My family is from Punjab, a glorious province in South Asia that was straight up slashed in half by the Brits in 1947. Really not great, Britain, but I digress.
Anyway, in the 90s, Pakistan had the brilliant and beautiful Prime Minister Benazir Bhutto, the first female head of state of a majority Muslim country. The Asian subcontinent was pretty thrilled about it. And as inevitably happens to any woman in the public eye, her fashion choices were always scrutinized. But again, she was gorgeous, so she could pull off anything. If Benazir wore a chartreuse kameez to a trade summit, within ten days, the bazaars would be flooded with all things chartreuse, how even dare you look for something else. It was the kind of trendsetting power you couldn’t ignore, couldn’t avoid. Like Taylor Swift right now.
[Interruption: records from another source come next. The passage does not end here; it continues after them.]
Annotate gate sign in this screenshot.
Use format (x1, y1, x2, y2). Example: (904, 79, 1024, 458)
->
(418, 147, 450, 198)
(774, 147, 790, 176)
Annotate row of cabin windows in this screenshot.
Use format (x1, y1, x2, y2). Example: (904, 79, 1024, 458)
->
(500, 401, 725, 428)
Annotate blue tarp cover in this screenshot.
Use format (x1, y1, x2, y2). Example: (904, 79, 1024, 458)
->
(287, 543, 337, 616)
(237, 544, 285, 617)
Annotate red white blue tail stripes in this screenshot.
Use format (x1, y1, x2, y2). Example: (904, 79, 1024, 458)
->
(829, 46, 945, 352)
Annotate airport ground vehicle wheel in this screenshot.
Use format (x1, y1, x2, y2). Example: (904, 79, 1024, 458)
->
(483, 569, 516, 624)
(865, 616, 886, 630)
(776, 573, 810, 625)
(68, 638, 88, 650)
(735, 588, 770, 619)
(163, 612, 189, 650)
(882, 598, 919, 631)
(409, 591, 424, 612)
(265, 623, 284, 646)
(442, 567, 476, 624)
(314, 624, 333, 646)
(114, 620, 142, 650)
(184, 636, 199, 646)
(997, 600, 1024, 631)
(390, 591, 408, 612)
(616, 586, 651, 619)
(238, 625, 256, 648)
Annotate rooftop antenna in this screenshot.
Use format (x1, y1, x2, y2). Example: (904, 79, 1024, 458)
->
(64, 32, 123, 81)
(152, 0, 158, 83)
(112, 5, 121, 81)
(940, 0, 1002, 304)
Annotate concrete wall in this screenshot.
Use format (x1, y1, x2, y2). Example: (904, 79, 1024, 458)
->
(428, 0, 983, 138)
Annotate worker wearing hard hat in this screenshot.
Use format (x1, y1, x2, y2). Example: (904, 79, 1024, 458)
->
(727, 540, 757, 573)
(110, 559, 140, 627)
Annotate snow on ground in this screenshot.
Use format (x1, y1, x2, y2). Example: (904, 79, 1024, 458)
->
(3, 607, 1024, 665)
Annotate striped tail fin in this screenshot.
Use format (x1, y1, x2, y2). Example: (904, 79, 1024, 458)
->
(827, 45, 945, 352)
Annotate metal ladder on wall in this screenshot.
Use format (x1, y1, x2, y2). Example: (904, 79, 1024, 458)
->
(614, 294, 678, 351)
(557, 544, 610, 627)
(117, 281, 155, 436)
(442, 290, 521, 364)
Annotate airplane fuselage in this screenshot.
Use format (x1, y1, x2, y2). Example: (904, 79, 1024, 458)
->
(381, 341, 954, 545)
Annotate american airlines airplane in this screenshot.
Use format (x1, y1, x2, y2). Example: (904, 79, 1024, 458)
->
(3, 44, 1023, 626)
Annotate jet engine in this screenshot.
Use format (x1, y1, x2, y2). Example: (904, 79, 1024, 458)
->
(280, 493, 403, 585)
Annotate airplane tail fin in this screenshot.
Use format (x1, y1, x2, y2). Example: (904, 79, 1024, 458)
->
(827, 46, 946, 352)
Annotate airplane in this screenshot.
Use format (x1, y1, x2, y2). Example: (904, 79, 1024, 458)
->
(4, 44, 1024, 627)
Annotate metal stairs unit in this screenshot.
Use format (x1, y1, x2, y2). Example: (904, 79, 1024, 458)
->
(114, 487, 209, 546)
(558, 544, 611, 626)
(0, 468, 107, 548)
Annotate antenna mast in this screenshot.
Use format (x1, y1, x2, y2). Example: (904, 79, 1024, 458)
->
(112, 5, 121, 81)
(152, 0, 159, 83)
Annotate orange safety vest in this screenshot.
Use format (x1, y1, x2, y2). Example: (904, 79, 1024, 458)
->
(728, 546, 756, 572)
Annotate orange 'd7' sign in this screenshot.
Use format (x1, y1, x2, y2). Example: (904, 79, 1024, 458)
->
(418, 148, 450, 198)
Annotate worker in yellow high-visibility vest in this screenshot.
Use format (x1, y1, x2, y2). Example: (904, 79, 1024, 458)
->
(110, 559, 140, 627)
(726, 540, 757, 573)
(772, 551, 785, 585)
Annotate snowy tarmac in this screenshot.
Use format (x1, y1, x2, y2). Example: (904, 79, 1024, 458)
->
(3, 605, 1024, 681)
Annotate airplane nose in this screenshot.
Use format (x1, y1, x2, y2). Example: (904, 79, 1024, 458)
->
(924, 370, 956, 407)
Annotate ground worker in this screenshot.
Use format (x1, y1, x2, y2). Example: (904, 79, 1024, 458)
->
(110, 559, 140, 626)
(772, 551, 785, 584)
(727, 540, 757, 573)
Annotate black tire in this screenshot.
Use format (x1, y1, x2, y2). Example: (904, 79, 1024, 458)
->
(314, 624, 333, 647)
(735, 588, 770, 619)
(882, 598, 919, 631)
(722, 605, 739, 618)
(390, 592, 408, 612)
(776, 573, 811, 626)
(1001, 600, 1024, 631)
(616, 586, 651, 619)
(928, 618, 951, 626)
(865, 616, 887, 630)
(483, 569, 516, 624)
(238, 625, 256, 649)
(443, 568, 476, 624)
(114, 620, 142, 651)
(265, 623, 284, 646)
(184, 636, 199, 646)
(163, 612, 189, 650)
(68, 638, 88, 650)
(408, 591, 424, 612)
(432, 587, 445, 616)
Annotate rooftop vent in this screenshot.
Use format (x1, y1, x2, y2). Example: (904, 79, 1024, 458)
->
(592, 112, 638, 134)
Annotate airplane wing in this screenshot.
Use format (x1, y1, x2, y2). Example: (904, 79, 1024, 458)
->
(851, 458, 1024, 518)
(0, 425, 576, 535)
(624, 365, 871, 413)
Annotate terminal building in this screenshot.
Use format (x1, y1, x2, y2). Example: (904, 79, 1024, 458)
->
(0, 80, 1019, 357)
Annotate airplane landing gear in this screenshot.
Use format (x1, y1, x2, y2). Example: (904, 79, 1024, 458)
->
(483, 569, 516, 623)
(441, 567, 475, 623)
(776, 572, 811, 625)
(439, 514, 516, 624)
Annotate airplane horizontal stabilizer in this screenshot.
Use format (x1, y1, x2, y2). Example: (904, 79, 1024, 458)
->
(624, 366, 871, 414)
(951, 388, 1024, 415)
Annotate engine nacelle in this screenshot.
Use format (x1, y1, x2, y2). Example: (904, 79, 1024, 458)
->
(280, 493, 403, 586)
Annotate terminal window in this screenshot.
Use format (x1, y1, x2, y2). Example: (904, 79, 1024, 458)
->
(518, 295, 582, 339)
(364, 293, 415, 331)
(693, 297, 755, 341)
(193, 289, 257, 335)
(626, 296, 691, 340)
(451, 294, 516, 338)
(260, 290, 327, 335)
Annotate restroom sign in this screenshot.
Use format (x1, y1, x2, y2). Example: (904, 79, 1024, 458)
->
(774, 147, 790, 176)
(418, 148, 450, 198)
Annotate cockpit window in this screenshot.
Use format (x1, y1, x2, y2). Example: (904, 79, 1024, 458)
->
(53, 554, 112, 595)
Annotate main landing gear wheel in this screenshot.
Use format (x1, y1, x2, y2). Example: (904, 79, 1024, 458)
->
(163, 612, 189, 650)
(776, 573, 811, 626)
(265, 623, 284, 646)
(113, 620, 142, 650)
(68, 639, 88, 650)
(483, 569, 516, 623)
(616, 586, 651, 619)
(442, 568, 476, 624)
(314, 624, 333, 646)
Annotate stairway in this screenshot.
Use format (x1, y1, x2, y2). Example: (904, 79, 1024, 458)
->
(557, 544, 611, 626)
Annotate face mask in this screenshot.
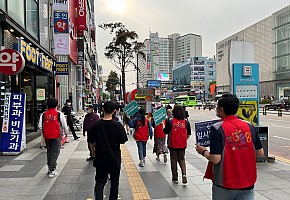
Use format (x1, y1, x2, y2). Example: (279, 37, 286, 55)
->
(86, 110, 90, 113)
(67, 103, 71, 106)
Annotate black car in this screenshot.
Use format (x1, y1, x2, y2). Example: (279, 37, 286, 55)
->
(264, 100, 290, 110)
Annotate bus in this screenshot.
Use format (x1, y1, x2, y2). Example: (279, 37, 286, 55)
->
(175, 95, 197, 107)
(160, 97, 170, 105)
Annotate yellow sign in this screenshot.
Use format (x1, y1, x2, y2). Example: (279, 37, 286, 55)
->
(18, 39, 54, 72)
(236, 101, 258, 126)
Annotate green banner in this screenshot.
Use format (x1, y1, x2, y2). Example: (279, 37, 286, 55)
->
(153, 107, 167, 126)
(123, 101, 139, 116)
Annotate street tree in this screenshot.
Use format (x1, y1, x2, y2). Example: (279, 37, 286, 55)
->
(99, 22, 144, 99)
(105, 70, 120, 100)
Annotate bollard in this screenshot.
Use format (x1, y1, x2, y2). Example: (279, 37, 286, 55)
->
(278, 109, 282, 117)
(263, 107, 267, 115)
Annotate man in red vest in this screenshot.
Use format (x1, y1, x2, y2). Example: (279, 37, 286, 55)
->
(196, 94, 264, 200)
(39, 98, 69, 178)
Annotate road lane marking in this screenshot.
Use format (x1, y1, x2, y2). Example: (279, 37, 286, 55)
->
(276, 156, 290, 165)
(271, 124, 290, 129)
(273, 136, 290, 141)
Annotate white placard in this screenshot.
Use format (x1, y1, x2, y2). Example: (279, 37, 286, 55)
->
(235, 85, 257, 98)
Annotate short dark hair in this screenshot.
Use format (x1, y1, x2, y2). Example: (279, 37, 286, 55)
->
(104, 101, 117, 114)
(47, 98, 58, 109)
(218, 93, 240, 115)
(172, 105, 185, 120)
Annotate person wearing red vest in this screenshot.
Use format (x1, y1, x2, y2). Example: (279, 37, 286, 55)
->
(38, 98, 69, 178)
(152, 107, 168, 163)
(196, 94, 264, 200)
(163, 105, 191, 184)
(129, 108, 153, 167)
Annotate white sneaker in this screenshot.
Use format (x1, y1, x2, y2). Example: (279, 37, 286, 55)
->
(156, 156, 160, 161)
(139, 161, 144, 167)
(48, 170, 58, 178)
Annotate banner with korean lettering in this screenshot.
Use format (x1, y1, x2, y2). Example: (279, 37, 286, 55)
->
(54, 11, 69, 33)
(0, 93, 26, 153)
(77, 0, 86, 36)
(195, 119, 220, 147)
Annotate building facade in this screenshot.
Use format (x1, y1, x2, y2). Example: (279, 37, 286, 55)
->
(216, 4, 290, 99)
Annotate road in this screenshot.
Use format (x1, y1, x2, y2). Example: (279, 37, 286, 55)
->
(186, 107, 290, 161)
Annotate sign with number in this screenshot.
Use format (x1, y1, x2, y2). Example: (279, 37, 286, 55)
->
(123, 101, 139, 116)
(54, 11, 69, 33)
(195, 119, 220, 147)
(153, 107, 167, 126)
(0, 49, 25, 75)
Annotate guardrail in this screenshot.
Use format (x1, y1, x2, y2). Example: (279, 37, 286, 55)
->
(260, 107, 290, 116)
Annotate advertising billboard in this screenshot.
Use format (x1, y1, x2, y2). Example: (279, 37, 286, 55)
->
(147, 80, 161, 88)
(156, 73, 169, 81)
(77, 0, 86, 36)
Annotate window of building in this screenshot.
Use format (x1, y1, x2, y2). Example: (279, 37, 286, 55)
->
(0, 0, 5, 11)
(8, 0, 25, 27)
(209, 71, 214, 76)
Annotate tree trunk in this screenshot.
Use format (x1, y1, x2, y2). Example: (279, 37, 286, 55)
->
(121, 69, 125, 100)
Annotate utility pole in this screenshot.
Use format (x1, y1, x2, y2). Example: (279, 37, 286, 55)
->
(136, 53, 139, 89)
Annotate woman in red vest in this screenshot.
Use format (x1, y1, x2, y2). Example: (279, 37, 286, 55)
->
(163, 105, 191, 184)
(129, 108, 153, 167)
(152, 107, 168, 163)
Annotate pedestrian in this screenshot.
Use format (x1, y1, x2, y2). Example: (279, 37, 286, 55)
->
(166, 104, 173, 118)
(129, 108, 153, 167)
(195, 93, 264, 200)
(62, 99, 80, 140)
(182, 106, 189, 119)
(123, 114, 130, 135)
(163, 105, 191, 184)
(88, 101, 128, 200)
(83, 105, 100, 161)
(38, 98, 69, 178)
(152, 108, 168, 163)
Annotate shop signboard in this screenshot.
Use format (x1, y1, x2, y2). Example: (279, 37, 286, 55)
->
(153, 107, 166, 126)
(36, 89, 46, 101)
(77, 0, 86, 36)
(55, 62, 69, 75)
(77, 39, 84, 65)
(0, 49, 25, 75)
(54, 11, 69, 33)
(1, 93, 11, 133)
(123, 100, 139, 116)
(0, 93, 26, 153)
(54, 34, 69, 55)
(195, 119, 220, 147)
Fast forward to our new life in America–we moved to Brooklyn, New York–where my mom naturally wanted her seven-year old daughter to blend in. Unfortunately, the head of state was a man and what did men know about style, right? (This is before society allowed men to care about their appearance, way before “metrosexual” was even a thing).
My mother then thought about Hillary Rodham Clinton, and it clicked: obviously the fashion cues would come from the nation’s First Lady. So, in a bid to keep me stylishly relevant, my talented seamstress mother crafted me an entire wardrobe of 10 tiny pantsuits.
Guys, I wore those pantsuits every single day for six months.
Six. Freaking. Months.
It wasn’t until a classmate’s birthday party at a local McDonald’s did my mother realize how out of place I was and thus my sartorial adventure came to an end.
But the memory of those months when I looked like I was cosplaying someone’s matronly aunt on her way to Easter Mass still makes me laugh.
It’s a reminder of how we’re all navigating uncharted territory (#unprecedentedtimes) and doing our best, whether you’re an immigrant mom anxious about her daughter fitting in or just a millennial trying to figure life out. Gotta find humor in the chaos.
And if there’s any theme to this blog, that’s probably it. Hopefully it makes you laugh and your day is a little brighter. You might even learn something, but that’s not my fault.
Thank you for stopping by, glad you could stay a while,
xo, Saana
Thank you for this belly laugh, Saana!